Her fellow grant recipient, Mezan Ayoka, also has a similar goal. Telling her story through a main character named Rose, Ayoka hopes to shine the spotlight on GBV to evoke healing for all women who have gone through the dreadful experience.
“I wanted to tell Rose’s story because it centres her trauma as a healing journey – a difficult journey, but one that ultimately takes her closer to peace and acceptance. For anyone who has experienced violence against their bodies, this film can help give them hope to know that there’s a way out of the negative thoughts that can limit their full expression,” she said. “I believe that The Spotlight Initiative’s goal of eradicating gender based violence is possible and with projects like the Spotlight Shorts JA Developmental initiative we’re making space for more conversations that go beyond the horror of the actual experiences, but to also explore the psychological damage that can occur to individuals, families and communities that are plagued by GBV.”
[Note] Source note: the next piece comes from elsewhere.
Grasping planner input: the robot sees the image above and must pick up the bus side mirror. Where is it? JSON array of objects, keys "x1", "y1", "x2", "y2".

Humanitarian aid organisation UNICEF, who partnered with JAFTA for the Spotlight Initiative in 2021, said it was a no-brainer that they would climb onboard again this year.
“Under the Spotlight Initiative, UNICEF Jamaica has been working with various partners to address the social and cultural norms that drive gender-based violence and child abuse at the community and family levels. A part of our mandate was to engage critical non-state actors including the media and creatives, and to leverage their influence to address gender based violence,” Novia Condell, UNICEF Health Specialist told Observer Online.
“The Jamaica Film and Television Association has provided UNICEF with access to an invaluable resource – the community of local filmmakers and their ability to creatively and meaningfully share the stories of survivors of gender-based violence and child abuse. These stories have resonated with audiences at the community, national and global levels and have provided us with platforms that amplify the voices of survivors and provide a space for reflection and discussion of the issues around GBV.”
For UNICEF, the most valuable impact of the partnership has been the increased awareness and sensitivity that filmmakers have shown as part of the process of participation in Spotlight Shorts.
“One key lesson which we want persons to understand through the Spotlight Initiative, is that we each have a part to play in addressing gender-based violence -as individuals, families, communities. All of us have a role to play in preventing abuse, supporting survivors and in challenging those beliefs and practices which can help drive this form of violence and prevent survivors from speaking out and getting help. We can make a difference,” said Condell.
The films selected under the 2023 Spotlight Initiative, We Need To Talk About Consent and Not by Will, will be screened at the Carib Theatre on Sunday, December 10.
Expressing excitement for the upcoming screening, Lesley-Ann Wanliss, Business Development and Initiative chairperson at JAFTA said the projects represent her organisation’s mission to “impact changes within the culture as well as the industry.”